Psicanalistas na Comunidade – A luta pelo pertencimento e reconhecimento sociais

O grupo de estudo em formação Psicanalistas na Comunidade compartilha o objetivo de pensar mecanismos que possam contribuir para a criação e sustentação de vínculos adequados para o cuidado da vida, tendo como foco a luta pelo pertencimento e reconhecimento sociais. Neste sentido, valorizamos os grupos e organizações em que se desenvolve a vida (família, escola, hospital, bairros, clubes, prisões, jogos, redes sociais, organizações do terceiro setor, a rua etc.), fornecendo nutrientes adequados que provêm de pesquisas e experiências com diferentes comunidades na América Latina.

Hoje, diante dos acontecimentos ocorridos na Argentina – em um caso, um jovem morre por causa dos golpes recebidos de outros jovens; em outra área, um jovem também é atacado por outros jovens e acaba hospitalizado -, nosso grupo deseja reiterar a importância de estar presente na comunidade e integrado a políticas públicas de saúde mental ligadas a cuidados e prevenção. Gostaríamos de contribuir com algumas ideias pelas quais temos lutado a partir da prática na comunidade territorial.

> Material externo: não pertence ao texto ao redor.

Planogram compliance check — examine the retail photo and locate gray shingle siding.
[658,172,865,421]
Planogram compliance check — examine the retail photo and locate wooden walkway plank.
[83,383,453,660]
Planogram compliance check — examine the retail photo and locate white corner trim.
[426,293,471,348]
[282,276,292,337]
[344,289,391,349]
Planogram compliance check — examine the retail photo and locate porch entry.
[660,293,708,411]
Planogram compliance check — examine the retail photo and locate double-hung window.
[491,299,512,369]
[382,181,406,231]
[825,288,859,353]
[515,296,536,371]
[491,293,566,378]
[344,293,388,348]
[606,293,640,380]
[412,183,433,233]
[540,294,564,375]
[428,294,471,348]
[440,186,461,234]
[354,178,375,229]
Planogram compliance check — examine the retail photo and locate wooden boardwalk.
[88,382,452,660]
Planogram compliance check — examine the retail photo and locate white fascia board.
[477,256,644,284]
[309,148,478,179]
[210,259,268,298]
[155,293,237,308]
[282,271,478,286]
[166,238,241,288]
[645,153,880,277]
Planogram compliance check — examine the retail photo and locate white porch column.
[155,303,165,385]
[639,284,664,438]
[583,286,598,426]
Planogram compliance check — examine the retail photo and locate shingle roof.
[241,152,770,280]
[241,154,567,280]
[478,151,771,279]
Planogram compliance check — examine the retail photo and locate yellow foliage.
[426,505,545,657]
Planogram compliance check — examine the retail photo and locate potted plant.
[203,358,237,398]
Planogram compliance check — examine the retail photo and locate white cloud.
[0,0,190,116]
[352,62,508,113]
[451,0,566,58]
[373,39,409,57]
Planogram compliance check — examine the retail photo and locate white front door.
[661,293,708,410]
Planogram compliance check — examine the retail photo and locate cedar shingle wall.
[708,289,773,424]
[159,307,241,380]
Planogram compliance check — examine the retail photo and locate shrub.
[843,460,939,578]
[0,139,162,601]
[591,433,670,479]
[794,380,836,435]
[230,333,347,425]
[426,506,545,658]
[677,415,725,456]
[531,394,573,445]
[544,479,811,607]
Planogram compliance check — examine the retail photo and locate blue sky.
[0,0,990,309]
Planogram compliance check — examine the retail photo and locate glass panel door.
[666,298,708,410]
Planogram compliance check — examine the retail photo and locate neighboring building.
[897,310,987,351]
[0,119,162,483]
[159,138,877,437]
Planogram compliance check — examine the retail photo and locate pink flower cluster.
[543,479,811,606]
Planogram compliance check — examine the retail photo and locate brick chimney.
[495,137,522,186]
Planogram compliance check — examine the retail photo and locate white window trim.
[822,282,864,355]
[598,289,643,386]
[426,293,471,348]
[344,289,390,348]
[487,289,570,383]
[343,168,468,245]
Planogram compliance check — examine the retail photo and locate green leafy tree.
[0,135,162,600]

São os processos de fragmentação social que nos aproximam e nos colocam em contato direto com a formação da subjetividade e suas vicissitudes, em contextos de vulnerabilidade social. Trata-se de indivíduos marcados pelo sofrimento promovido pela exclusão da cena social, de modo a pressupormos haver em seu mundo interno obstáculos importantes aos processos de simbolização. O empobrecimento de seus recursos simbólicos, que pode aninhar-se em qualquer ator e/ou setor social, resulta em consequências indesejáveis para a mesma sociedade e suas instituições, para o próprio sujeito da ação, bem como para aquele que a recebe.

Muitas pesquisas têm defendido que o excesso de vivências subjetivas de caráter traumático pode provocar desenvolvimentos interrompidos ou adulterados, de tal forma que o sujeito pode vir a perder a possibilidade de confiar no outro e em si. Sem a presença vital que se espera do “outro”, as legítimas exigências do sujeito não contam com aqueles que as acomodariam e responderiam adequadamente, em medidas suportáveis para a subjetividade em construção.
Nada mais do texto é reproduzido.